Plongée en règle dans le noir, constellé par les étoiles artificielles des smartphones du public.

À mon étonnement, ce n’est pas un synthétiseur caractéristique des Depeche Mode qui résonne, mais un extrait de “Revolution” des Beatles.

S’ensuivent deux chansons issues du dernier album de Depeche Mode, “Spirit”. Le son est nickel – quoi qu’un peu trop bassé -, les voix sont parfaites. On est clairement là pour passer une bonne soirée. On enchaîne avec des titres plus ou moins récents dont, enfin, le single “Where’s the Revolution”.

Puis un “Wrong” d’une belle puissance, malgré la voix un peu tombante de Dave Gahan sur les fins de phrase qui change un peu l’énergie de la chanson. Gahan, qui nous gratifie de son langage corporel caractéristique, à base de “je tourne sur moi-même” et “je me sers du pied de micro comme d’une haltère”. Une bonne idée dans une configuration “stade” où la quantité d’énergie à déployer par les artistes est considérable.

Depeche Mode au Stade Pierre Mauroy

Le public se lève en masse aux premières notes d’une session “oldies” qui met tout le monde d’accord en deux ou trois morceaux. Parmi les moments marquants, un solo de Martin Gore d’une délicatesse et d’un romantisme assumés et touchants. Sa façon de dire “merci” à la fin de ses morceaux est d’une pudeur qui fait fondre la foule.
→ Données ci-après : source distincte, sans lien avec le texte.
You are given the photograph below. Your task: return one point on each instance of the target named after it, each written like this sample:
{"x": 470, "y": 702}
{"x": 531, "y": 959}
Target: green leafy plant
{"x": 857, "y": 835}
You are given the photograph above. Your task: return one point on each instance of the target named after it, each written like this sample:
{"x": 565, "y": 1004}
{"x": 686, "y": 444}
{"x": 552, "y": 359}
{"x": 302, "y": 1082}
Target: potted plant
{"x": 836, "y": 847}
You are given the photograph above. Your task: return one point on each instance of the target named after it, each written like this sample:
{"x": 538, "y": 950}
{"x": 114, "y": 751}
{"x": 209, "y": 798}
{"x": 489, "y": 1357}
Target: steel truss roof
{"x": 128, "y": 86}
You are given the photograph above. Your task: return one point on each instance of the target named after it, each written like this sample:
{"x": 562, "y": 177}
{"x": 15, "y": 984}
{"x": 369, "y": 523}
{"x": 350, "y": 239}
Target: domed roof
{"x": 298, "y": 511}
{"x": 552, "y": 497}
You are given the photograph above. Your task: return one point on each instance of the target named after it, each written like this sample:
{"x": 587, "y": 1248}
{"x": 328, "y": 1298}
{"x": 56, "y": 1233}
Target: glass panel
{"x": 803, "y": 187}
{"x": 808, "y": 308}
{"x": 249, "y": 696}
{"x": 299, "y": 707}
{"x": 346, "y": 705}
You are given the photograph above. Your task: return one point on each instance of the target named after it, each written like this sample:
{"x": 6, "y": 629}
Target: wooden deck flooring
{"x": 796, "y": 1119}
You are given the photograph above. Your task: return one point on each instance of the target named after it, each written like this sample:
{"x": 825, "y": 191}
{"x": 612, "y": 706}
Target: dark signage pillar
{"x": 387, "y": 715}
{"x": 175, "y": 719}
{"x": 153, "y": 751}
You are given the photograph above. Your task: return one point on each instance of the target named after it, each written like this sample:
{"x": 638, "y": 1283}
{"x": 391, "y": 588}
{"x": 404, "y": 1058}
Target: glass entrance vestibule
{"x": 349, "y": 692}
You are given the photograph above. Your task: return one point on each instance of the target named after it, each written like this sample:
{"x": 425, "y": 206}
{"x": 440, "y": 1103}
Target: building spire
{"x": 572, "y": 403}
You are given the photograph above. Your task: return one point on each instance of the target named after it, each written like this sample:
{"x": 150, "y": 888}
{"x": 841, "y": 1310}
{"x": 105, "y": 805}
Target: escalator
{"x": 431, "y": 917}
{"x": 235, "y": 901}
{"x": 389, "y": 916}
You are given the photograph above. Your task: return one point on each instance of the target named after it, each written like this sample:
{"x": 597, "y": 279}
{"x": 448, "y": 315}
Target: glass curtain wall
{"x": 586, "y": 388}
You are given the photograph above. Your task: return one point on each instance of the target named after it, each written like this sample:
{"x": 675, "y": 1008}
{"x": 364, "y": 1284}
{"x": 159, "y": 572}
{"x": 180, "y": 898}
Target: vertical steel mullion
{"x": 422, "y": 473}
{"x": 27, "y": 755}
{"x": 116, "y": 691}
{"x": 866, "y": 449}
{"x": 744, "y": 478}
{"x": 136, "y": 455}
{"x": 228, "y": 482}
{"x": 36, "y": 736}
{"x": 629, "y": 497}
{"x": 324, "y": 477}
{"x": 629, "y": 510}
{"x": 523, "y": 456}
Fait notable, aucun titre du précédent album “Delta Machine” ne sera joué ce soir-là.

Depeche Mode nous gratifie d’une reprise de “Heroes” de David Bowie, qui s’avère plutôt dispensable étant donné son arrangement proche d’une chanson de U2, égratigné – mais bien trop peu – par quelques dissonances.

Le set se termine sur “Enjoy the Silence” avec une ovation lorsque la foule entonne en chœur le contrechant final.

Puis “Never let me down again” déferle, dans une version remaniée où le public imite, sur l’instrumental de fin, les mouvements de bras de Gahan, décidément très communicatif. On apprécie ses sourires sincères sur les écrans, comme on apprécie, par contraste, la retenue et la concentration de Gore.

Le rappel comprend un nouveau solo de Martin Gore, en piano-voix, qui sonne comme un moment de grâce. Enfin, un “Personal Jesus” très attendu fait hurler les fans de bonheur dès les premières mesures. Mais c’est déjà la fin d’un concert où le temps semble avoir été suspendu. Les gars sur scène semblent être fatigués et heureux en saluant. Une plongée dans le noir de plusieurs dizaines de secondes après le départ du groupe fait espérer un improbable deuxième rappel… Mais les lumières finissent par se rallumer comme pour nous ramener au monde réel.

So, “where’s the revolution ?” Pas vraiment dans l’enceinte du stade, il faut croire. Comme aurait dit No One Is Innocent, ça a manqué d’un peu de sueur. Mais gageons que Depeche Mode, par sa générosité et sa sincérité, aura contribué à faire raviver la flamme.